Date Joined Mar 2007
Total Posts : 428
   Posted 4/28/2010 9:47 PM (GMT -6)   
Hi All,
 
Just saw this link on msnbc mens health...   It was an interesting read from the authors perspective... 
 
 
pasayten

P.S.  I am happy that I DO NOT HAVE my cancer filled prostate!
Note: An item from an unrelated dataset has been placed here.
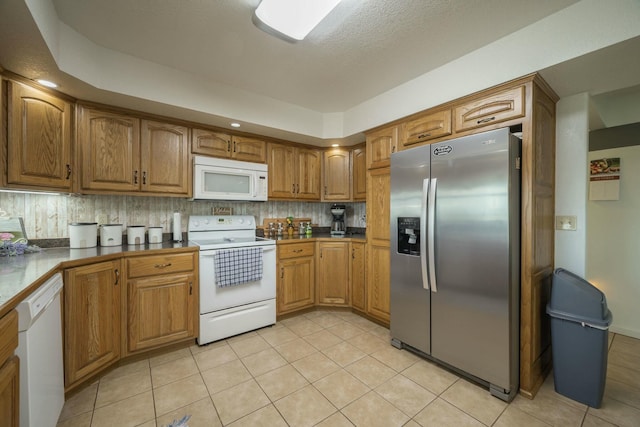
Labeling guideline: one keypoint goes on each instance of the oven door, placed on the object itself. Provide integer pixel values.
(213, 298)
After 3-4 years of annual PSA 4-6, biopsy recommended
3/13/2007 - 12 point biopsy - Left 0/6  Right 1/6 Gleason 3+3 T1c
4/24/2007 - DaVinci performed at Virginia Mason hospital in Seattle
5/2/2007 - Catheter Out! Final pathology of Gleason 6  T2c Nx Mx, approx 20% of prostate involved, positive margin, but only at 2 focal points.  
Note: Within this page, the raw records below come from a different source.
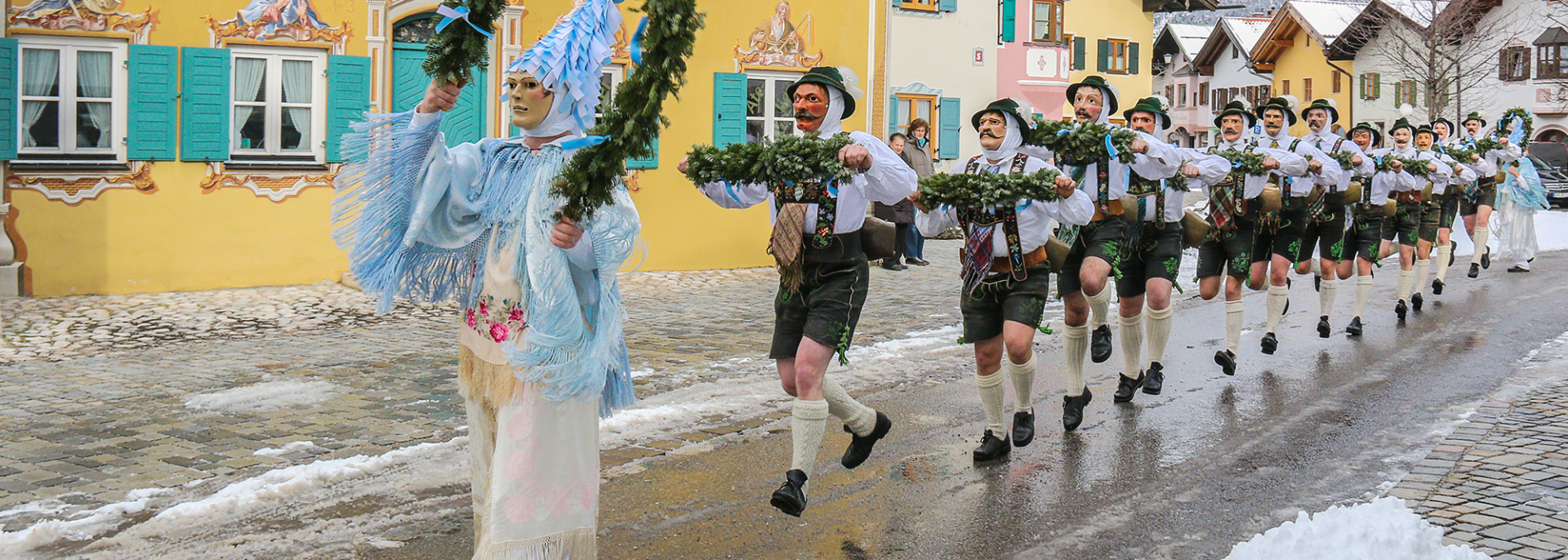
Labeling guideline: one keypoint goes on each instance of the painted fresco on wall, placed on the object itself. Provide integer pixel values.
(778, 41)
(82, 15)
(279, 20)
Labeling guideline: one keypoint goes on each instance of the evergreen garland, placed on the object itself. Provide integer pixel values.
(1078, 143)
(460, 49)
(963, 190)
(1244, 162)
(789, 159)
(632, 126)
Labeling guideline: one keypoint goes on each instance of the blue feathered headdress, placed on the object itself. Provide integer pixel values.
(571, 57)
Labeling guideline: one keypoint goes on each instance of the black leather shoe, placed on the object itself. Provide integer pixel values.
(1099, 344)
(792, 496)
(1128, 388)
(1155, 380)
(991, 447)
(862, 447)
(1227, 361)
(1073, 410)
(1022, 429)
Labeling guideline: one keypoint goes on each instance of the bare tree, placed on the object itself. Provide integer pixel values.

6/28/2007 9 weeks incontinance... Overnite, went from 4-6 soaked pads a day from prev 8 weeks to 2 barely wet pads a day.
7/12/2007 11 weeks post-op  Minimal leakage...  one small pad a day
7/18/2007 First Post-Op PSA...  0.01 !!! 
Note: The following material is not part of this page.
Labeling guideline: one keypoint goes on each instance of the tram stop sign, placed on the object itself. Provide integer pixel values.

9/10/2007 Pad free and ED at 75% with 100mg Viagra generic
6/26/2008 2nd Post-OP PSA at 14 months...  0.02 
12/2/2008 3rd Post-OP PSA at 20 months...   0.03
10/30/2009 4th Post-OP PSA at 31 months...   0.13 (moved and diff lab)
11/3/2009 Retest at my original lab...  0.11  (followup with Doc sched 11/10)
11/10/2009 Discussion indicated biochemical reccurrence and need for salvage radiation treatment. 
1/21/2010 Another PSA test at 34 months...  0.14
1/26/2010 IMRT Salvage Radiation Treatment started
                  32 sessions for 64 gys total.
3/12/2010 Finished 32 sessions...  No side effects to date except a little
tiredness.  Slight changes in bowel movements the last week...  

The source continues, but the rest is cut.